6 febrero, 2019 Off By Gazzettino Italiano Patagónico

C’è un paese, in Nuova Zelanda, che ha deciso di bandire i gatti. I 35 abitanti di Omaui, piccola località affacciata sulla costa meridionale dell’Isola del Sud, non potranno più tenere in casa i loro mici, pena pesanti sanzioni.

Tutelare le specie autoctone

La proposta è stata avanzata dall’agenzia regionale Environment Southlandper tutelare le oltre 150 specie autoctone di fauna selvatica che abitano nella zona.
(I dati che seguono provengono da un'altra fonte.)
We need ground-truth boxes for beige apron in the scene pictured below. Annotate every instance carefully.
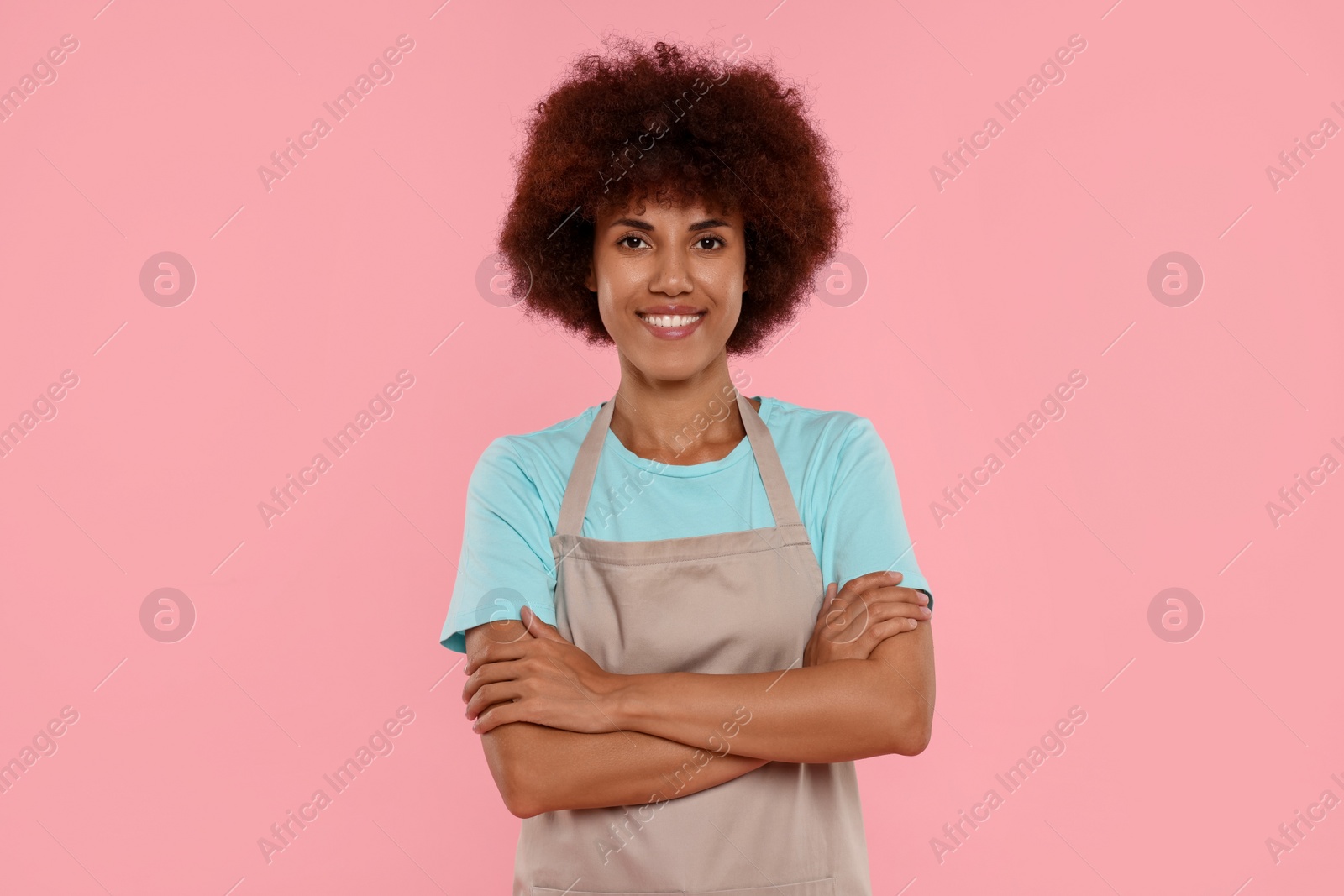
[513,394,872,896]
La sopravvivenza di anfibi e uccelli endemici è, infatti, minacciata dalla presenza di “soli” 10 piccoli felini che, tuttavia, hanno compiuto già pesanti danni nel corso delle loro battute di caccia notturne.

Controllare i piccoli predatori

I dieci gatti presenti resteranno sull’isola, ma non ne potranno arrivare altri. I mici di Omaui dovranno, inoltre, essere sterilizzati e muniti di microchip; inoltre, le istituzioni locali hanno rivolto un appello alla responsabilità dei padroni affinché non facciano gironzolare i mici nella zona, specialmente nelle ore notturne.

Lotta alle specie alloctone

Il bando dei gatti è l’ultimo step di un programma messo in campo dalle autorità della Nuova Zelanda per tutelare le specie autoctone, il cui declino pare ormai inevitabile. Il progetto, iniziato nel 2016, punta a limitare le perdite entro il 2050: tra le specie minacciate c’è anche il kiwi, uccello simbolo del Paese.